Я покраснел. Поняв, что я задумал, она улыбнулась недоброй улыбкой. Схватила меня за ухо и больно выкрутила. Я было закричал, но она другой рукой зажала мне рот. Ривкеле была моложе меня и слабее, обычно я без труда одолевал ее, но на сей раз, чувствуя свою вину, словно окаменел.
— А ну-ка, признавайся, — прошептала она. — Что ты делал в шкафу?
Я хотел соврать, но в голову ничего не приходило. Ривкеле еще сильнее выкрутила ухо, голова взорвалась болью, и я услышал собственные слова:
— Я хотел увидеть тебя голой.
Она тотчас выпустила мое ухо.
— Зачем это?
— Я никогда не видел голой девочки.
Она задумалась, глядя на свои туфли.
— Ладно, раз ты хочешь увидеть меня голой, я разденусь.
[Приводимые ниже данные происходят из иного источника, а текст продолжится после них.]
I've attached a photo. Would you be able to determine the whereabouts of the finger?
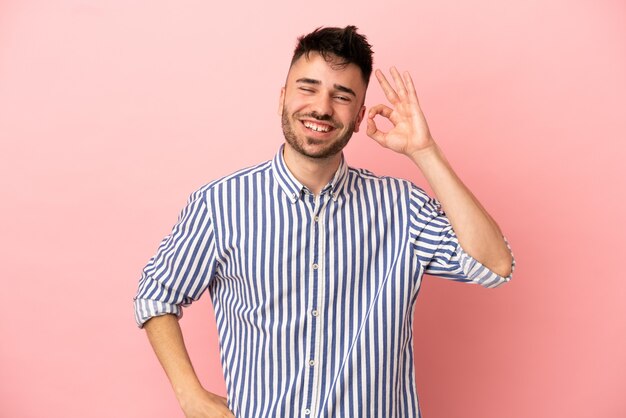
[389,67,406,98]
[365,118,385,144]
[368,104,393,119]
[404,71,419,104]
[375,70,400,104]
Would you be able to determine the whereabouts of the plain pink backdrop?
[0,0,626,418]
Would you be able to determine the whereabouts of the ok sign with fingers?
[367,67,435,157]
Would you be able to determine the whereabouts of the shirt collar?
[272,144,348,203]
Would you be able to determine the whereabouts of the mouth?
[300,120,335,134]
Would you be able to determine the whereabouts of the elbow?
[490,253,515,281]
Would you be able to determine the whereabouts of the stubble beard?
[281,108,356,159]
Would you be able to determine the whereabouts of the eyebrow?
[296,77,356,97]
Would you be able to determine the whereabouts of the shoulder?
[191,160,272,198]
[348,167,430,201]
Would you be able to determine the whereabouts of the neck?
[283,143,341,195]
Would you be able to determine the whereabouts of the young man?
[135,26,513,418]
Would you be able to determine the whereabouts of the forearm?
[409,143,512,277]
[144,315,202,401]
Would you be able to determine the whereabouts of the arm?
[144,315,235,418]
[367,68,513,277]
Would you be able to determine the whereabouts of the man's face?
[278,52,366,158]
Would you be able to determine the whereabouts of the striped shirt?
[135,148,511,418]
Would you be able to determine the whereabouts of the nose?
[311,94,333,117]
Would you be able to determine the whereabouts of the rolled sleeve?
[134,191,215,328]
[410,187,515,288]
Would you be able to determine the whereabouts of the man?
[135,26,513,418]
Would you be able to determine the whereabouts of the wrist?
[408,141,443,169]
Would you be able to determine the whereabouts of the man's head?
[279,26,372,158]
[291,26,374,86]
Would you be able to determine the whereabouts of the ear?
[354,106,365,132]
[278,86,285,116]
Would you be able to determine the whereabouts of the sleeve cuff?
[135,298,183,328]
[457,237,515,288]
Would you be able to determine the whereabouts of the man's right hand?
[144,315,235,418]
[179,389,235,418]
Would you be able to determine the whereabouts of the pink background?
[0,0,626,418]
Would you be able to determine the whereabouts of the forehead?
[287,51,366,94]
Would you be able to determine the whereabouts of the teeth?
[304,121,330,132]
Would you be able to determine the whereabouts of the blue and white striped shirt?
[135,148,511,418]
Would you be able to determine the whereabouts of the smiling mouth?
[301,120,335,133]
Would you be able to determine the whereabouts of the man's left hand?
[367,67,435,157]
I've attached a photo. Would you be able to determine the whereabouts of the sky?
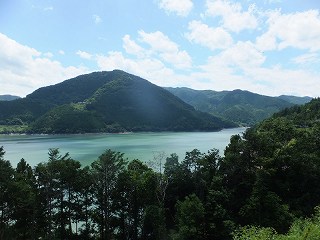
[0,0,320,97]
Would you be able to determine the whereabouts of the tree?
[13,158,37,239]
[91,149,126,239]
[174,194,205,240]
[0,146,14,239]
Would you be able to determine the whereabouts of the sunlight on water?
[0,128,245,167]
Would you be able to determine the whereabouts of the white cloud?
[186,21,233,50]
[97,52,178,86]
[92,14,102,24]
[206,0,258,32]
[158,0,193,17]
[139,31,192,69]
[292,53,320,65]
[211,42,266,69]
[43,6,53,11]
[43,52,53,58]
[76,50,92,60]
[0,33,88,96]
[256,10,320,51]
[122,34,146,57]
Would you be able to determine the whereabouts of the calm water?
[0,128,245,167]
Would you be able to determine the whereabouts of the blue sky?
[0,0,320,97]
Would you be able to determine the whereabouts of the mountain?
[0,94,20,101]
[166,88,310,126]
[278,95,312,105]
[0,70,236,133]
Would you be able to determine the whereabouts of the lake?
[0,128,245,167]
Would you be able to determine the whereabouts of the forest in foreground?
[0,99,320,240]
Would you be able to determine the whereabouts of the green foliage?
[0,98,320,240]
[166,88,311,126]
[0,70,236,133]
[233,207,320,240]
[173,194,205,240]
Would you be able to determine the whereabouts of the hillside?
[0,98,320,240]
[0,94,20,101]
[166,88,311,126]
[0,70,236,133]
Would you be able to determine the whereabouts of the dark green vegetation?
[0,99,320,240]
[0,94,20,101]
[166,88,311,126]
[0,70,236,133]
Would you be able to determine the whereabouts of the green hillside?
[0,94,20,101]
[0,98,320,240]
[0,70,236,133]
[166,88,311,126]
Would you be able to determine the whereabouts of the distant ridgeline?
[166,88,312,126]
[0,94,20,101]
[0,70,237,133]
[0,98,320,240]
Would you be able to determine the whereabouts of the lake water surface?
[0,128,245,167]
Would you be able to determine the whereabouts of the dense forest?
[0,99,320,240]
[0,70,237,134]
[166,87,312,126]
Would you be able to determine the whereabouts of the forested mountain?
[278,95,312,105]
[0,94,20,101]
[0,99,320,240]
[166,88,311,126]
[0,70,236,133]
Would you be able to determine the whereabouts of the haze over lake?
[0,128,245,167]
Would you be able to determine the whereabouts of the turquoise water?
[0,128,245,167]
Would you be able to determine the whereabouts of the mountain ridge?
[0,70,236,133]
[166,87,312,126]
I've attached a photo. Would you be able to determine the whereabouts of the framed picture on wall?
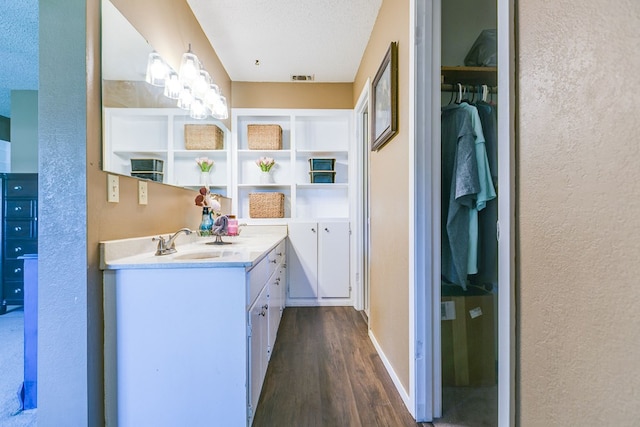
[371,42,398,151]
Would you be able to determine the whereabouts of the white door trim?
[351,79,371,316]
[410,0,516,427]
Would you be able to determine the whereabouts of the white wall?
[11,90,38,173]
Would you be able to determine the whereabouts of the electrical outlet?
[107,174,120,203]
[138,181,149,205]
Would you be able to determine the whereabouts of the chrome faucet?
[152,228,193,255]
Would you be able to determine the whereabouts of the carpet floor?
[0,306,37,427]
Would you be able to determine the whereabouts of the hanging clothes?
[441,105,480,289]
[460,102,496,274]
[473,101,498,292]
[441,102,496,290]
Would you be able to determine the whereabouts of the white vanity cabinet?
[287,221,351,305]
[101,226,286,427]
[247,240,286,423]
[248,286,271,420]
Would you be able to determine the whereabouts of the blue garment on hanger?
[441,105,480,289]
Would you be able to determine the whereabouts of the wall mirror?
[101,0,230,191]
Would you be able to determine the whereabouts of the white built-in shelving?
[103,108,233,195]
[232,109,354,220]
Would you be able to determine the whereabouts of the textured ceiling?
[0,0,38,117]
[187,0,382,82]
[0,0,382,117]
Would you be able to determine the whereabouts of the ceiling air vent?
[291,74,313,82]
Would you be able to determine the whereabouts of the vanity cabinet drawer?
[4,220,35,239]
[4,178,38,197]
[4,240,38,259]
[5,200,35,218]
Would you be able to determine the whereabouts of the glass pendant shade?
[145,51,169,86]
[178,86,193,110]
[164,70,182,99]
[178,47,200,86]
[189,98,209,120]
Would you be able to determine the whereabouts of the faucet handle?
[151,236,167,255]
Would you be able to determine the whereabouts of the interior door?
[287,222,318,298]
[318,222,351,298]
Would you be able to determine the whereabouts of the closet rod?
[440,83,498,93]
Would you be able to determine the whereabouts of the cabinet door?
[318,222,350,298]
[249,286,269,414]
[287,222,318,298]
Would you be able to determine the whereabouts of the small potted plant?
[256,157,276,184]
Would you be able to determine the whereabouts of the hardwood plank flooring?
[253,307,431,427]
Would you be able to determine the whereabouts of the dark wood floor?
[253,307,431,427]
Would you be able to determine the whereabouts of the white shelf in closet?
[103,108,233,195]
[232,109,354,220]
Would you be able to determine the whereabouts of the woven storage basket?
[249,193,284,218]
[184,125,224,150]
[247,125,282,150]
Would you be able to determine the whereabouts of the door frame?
[351,79,371,319]
[409,0,516,426]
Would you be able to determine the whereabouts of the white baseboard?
[369,329,415,417]
[286,298,353,307]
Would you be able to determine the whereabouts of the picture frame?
[371,42,398,151]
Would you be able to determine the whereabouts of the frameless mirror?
[102,0,229,194]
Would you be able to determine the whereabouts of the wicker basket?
[249,193,284,218]
[184,125,224,150]
[247,125,282,150]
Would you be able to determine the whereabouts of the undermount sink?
[173,251,222,259]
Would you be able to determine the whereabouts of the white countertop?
[100,225,287,270]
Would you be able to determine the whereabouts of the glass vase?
[200,171,211,190]
[260,171,273,184]
[200,206,213,236]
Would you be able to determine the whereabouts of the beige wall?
[353,0,410,391]
[231,82,353,108]
[517,0,640,426]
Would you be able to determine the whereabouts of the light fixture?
[178,44,201,86]
[164,70,183,99]
[146,45,229,120]
[145,50,169,86]
[178,86,193,110]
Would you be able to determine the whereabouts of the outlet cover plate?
[107,174,120,203]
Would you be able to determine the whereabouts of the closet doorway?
[414,0,515,426]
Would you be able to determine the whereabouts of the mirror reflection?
[102,0,229,193]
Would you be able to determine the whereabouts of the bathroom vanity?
[101,226,287,427]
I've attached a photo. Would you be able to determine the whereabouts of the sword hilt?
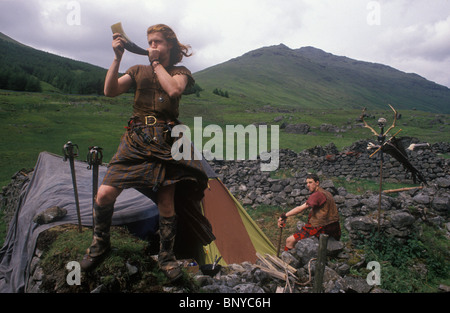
[87,146,103,170]
[63,141,78,161]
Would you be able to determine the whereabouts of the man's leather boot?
[158,215,183,282]
[80,203,114,272]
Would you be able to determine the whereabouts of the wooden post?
[313,234,328,293]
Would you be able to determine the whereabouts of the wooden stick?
[313,234,328,293]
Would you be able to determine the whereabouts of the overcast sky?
[0,0,450,87]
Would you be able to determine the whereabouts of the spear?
[63,141,81,233]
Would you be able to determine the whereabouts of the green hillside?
[0,33,106,94]
[194,44,450,113]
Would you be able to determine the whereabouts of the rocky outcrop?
[2,142,450,293]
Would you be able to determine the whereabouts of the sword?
[63,141,81,233]
[87,146,103,230]
[87,146,103,206]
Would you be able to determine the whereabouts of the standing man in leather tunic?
[81,24,213,280]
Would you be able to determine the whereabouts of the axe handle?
[277,227,283,258]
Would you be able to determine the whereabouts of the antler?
[360,108,379,137]
[383,104,397,136]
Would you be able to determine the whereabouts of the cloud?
[0,0,450,86]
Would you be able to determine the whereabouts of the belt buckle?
[145,115,156,126]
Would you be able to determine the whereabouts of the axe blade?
[111,22,148,56]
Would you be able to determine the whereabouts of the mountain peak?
[195,43,450,113]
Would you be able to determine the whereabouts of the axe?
[111,22,148,56]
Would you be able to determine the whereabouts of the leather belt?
[130,115,175,126]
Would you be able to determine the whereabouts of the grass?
[37,225,186,293]
[0,90,450,186]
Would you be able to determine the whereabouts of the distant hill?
[0,33,106,94]
[194,44,450,113]
[0,33,450,113]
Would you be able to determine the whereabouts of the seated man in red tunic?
[278,174,341,251]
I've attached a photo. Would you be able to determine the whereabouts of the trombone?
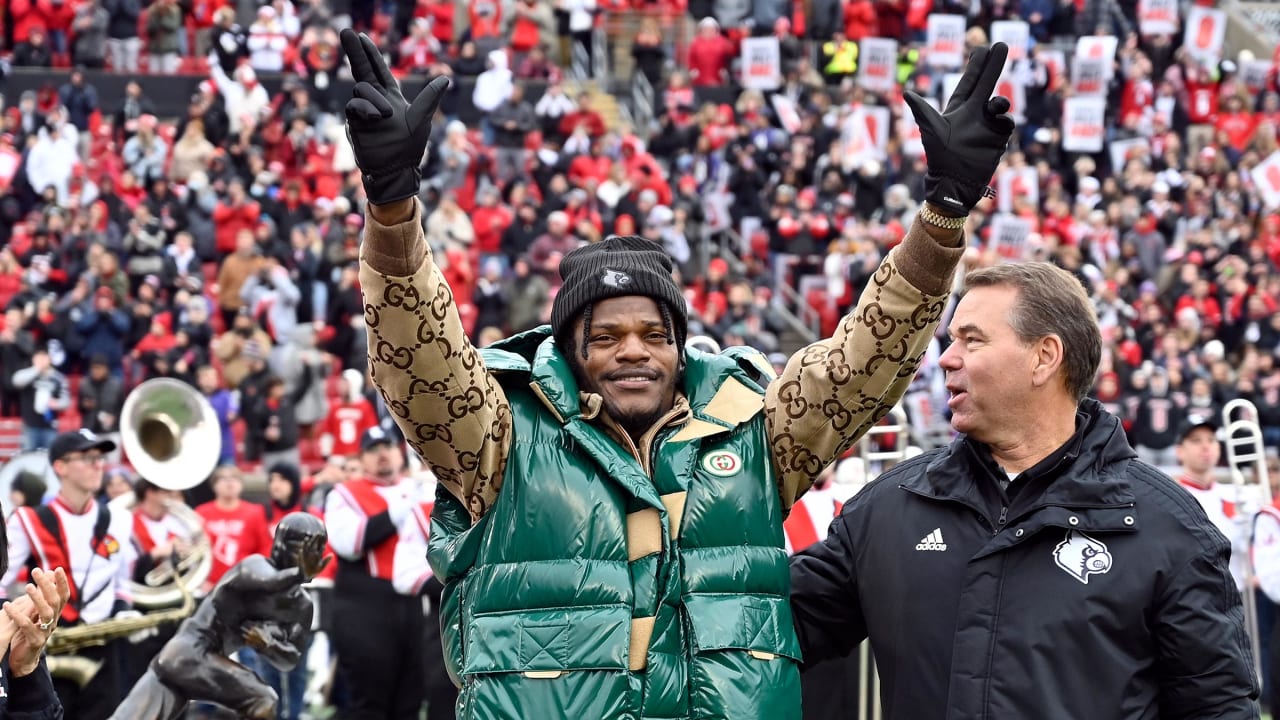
[1222,398,1271,678]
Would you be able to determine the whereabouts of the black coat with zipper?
[791,400,1258,720]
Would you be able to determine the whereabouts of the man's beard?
[604,401,663,439]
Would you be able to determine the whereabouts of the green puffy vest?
[430,328,800,720]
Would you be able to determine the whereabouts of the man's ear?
[1030,334,1066,387]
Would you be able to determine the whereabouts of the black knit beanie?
[552,236,689,347]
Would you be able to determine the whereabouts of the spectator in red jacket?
[689,18,737,87]
[845,0,879,42]
[214,178,262,255]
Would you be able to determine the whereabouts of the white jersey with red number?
[782,483,842,555]
[324,397,378,457]
[1253,505,1280,602]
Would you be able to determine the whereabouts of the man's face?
[56,450,106,495]
[266,473,293,502]
[361,442,403,480]
[573,296,680,434]
[1174,427,1222,475]
[940,286,1037,443]
[214,471,244,501]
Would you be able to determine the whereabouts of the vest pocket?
[462,606,631,678]
[685,594,800,661]
[685,594,800,720]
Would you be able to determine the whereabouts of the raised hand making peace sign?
[342,28,449,205]
[905,42,1014,215]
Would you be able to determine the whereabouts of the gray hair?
[965,263,1102,402]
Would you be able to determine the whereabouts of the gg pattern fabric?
[360,201,964,521]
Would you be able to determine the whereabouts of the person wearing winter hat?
[345,31,1014,720]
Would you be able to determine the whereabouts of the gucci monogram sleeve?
[360,200,511,521]
[764,215,964,507]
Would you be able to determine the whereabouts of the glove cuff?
[924,170,988,215]
[361,167,422,205]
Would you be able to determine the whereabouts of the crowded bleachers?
[0,0,1280,481]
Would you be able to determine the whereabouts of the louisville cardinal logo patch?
[93,536,120,557]
[1053,530,1111,584]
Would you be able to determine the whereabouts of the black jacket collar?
[904,398,1137,507]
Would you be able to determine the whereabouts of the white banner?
[925,15,966,68]
[991,20,1032,61]
[840,108,881,173]
[1062,97,1107,152]
[1183,5,1226,63]
[1036,45,1071,90]
[769,92,801,135]
[1075,35,1120,81]
[858,37,897,92]
[1138,0,1178,35]
[741,35,782,90]
[996,167,1039,213]
[1071,55,1111,97]
[987,213,1032,261]
[860,105,893,152]
[1252,150,1280,208]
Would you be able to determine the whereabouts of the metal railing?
[631,68,654,131]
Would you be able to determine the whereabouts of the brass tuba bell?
[120,378,223,491]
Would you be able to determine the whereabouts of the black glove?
[905,42,1014,215]
[342,28,449,205]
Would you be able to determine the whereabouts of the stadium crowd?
[0,0,1280,712]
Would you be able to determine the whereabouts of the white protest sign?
[991,20,1032,61]
[741,36,782,90]
[1062,97,1107,152]
[858,37,897,92]
[1075,35,1120,81]
[1183,5,1226,63]
[897,97,938,158]
[925,15,966,68]
[996,167,1039,213]
[769,92,801,135]
[1107,137,1151,174]
[1251,150,1280,208]
[1138,0,1178,35]
[1240,60,1271,90]
[1036,50,1068,90]
[1071,55,1111,97]
[987,213,1032,261]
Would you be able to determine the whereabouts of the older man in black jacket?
[791,263,1258,720]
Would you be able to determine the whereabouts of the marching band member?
[0,429,137,720]
[133,478,192,582]
[1251,451,1280,715]
[782,462,859,720]
[392,470,458,720]
[324,427,424,720]
[1174,414,1248,591]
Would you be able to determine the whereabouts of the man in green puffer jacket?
[342,31,1012,720]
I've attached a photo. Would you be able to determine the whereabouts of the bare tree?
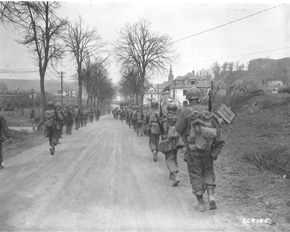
[119,67,141,105]
[115,19,173,105]
[0,81,8,93]
[65,17,105,105]
[211,62,221,78]
[0,2,67,129]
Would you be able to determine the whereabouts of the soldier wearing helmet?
[63,105,74,135]
[44,101,58,155]
[143,100,162,162]
[95,107,101,121]
[74,104,80,130]
[159,103,180,187]
[175,87,223,212]
[133,106,144,136]
[55,102,64,143]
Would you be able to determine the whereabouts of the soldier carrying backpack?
[134,106,144,136]
[44,101,58,155]
[158,103,180,187]
[143,100,162,162]
[0,115,12,169]
[175,87,224,212]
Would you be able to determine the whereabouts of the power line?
[177,47,290,65]
[172,3,285,43]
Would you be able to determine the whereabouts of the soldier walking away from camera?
[79,106,84,127]
[30,107,35,133]
[88,107,94,123]
[159,103,180,186]
[0,115,12,169]
[55,102,64,144]
[143,100,161,162]
[131,105,137,131]
[83,106,89,126]
[135,106,144,136]
[95,107,101,121]
[63,106,74,135]
[120,108,125,122]
[44,101,58,155]
[74,104,80,130]
[175,87,224,212]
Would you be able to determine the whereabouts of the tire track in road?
[0,116,253,231]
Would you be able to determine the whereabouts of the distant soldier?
[88,107,94,122]
[134,106,144,136]
[0,115,12,169]
[175,87,224,212]
[74,104,80,130]
[125,106,131,127]
[79,106,84,127]
[30,107,35,133]
[95,107,101,121]
[44,101,58,155]
[83,106,89,126]
[143,100,162,162]
[55,102,64,143]
[120,108,126,122]
[64,106,74,135]
[159,103,180,186]
[130,105,136,131]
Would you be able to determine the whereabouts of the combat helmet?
[151,100,158,107]
[55,102,61,108]
[186,86,201,100]
[47,101,54,106]
[166,102,177,112]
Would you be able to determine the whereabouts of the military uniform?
[143,101,161,162]
[95,107,101,121]
[44,101,58,155]
[0,116,12,169]
[175,87,223,212]
[64,106,74,135]
[74,105,80,130]
[134,106,144,136]
[161,104,180,186]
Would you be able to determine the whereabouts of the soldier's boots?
[195,195,205,212]
[172,172,180,187]
[152,150,157,162]
[206,185,217,210]
[49,146,55,155]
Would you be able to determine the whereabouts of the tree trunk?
[78,79,83,106]
[78,65,83,106]
[140,73,145,107]
[37,70,46,131]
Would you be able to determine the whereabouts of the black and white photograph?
[0,0,290,232]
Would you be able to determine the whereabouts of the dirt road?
[0,115,262,231]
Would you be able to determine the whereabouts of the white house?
[143,86,161,105]
[163,68,211,106]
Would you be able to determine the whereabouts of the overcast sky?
[0,1,290,83]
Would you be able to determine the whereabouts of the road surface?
[0,115,250,231]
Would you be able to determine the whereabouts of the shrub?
[278,87,290,94]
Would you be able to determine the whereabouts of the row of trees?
[0,1,114,129]
[114,19,174,105]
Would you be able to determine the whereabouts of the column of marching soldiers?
[112,87,224,212]
[44,101,101,155]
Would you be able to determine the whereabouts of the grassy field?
[218,94,290,231]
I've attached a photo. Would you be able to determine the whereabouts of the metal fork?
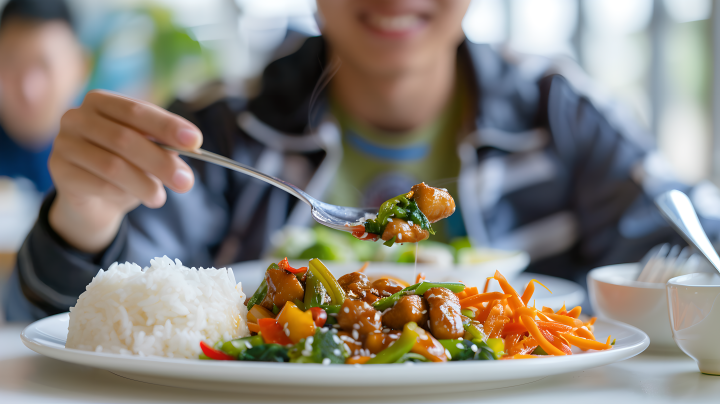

Я несколько раз повторил про себя слова Ривкеле, сомневаясь, что правильно ее понял. А она уже снимала рубашку, под которой оказался лифчик, и мне вдруг стало очень жарко. Ривкеле продолжала раздеваться как ни в чем не бывало, будто не замечала меня. Оставшись в чем мать родила, она опустила руки и медленно повернулась. Сделав полный оборот, сказала мне: «Всё, проваливай» — и улыбнулась уголками рта. Я пулей вылетел из комнаты.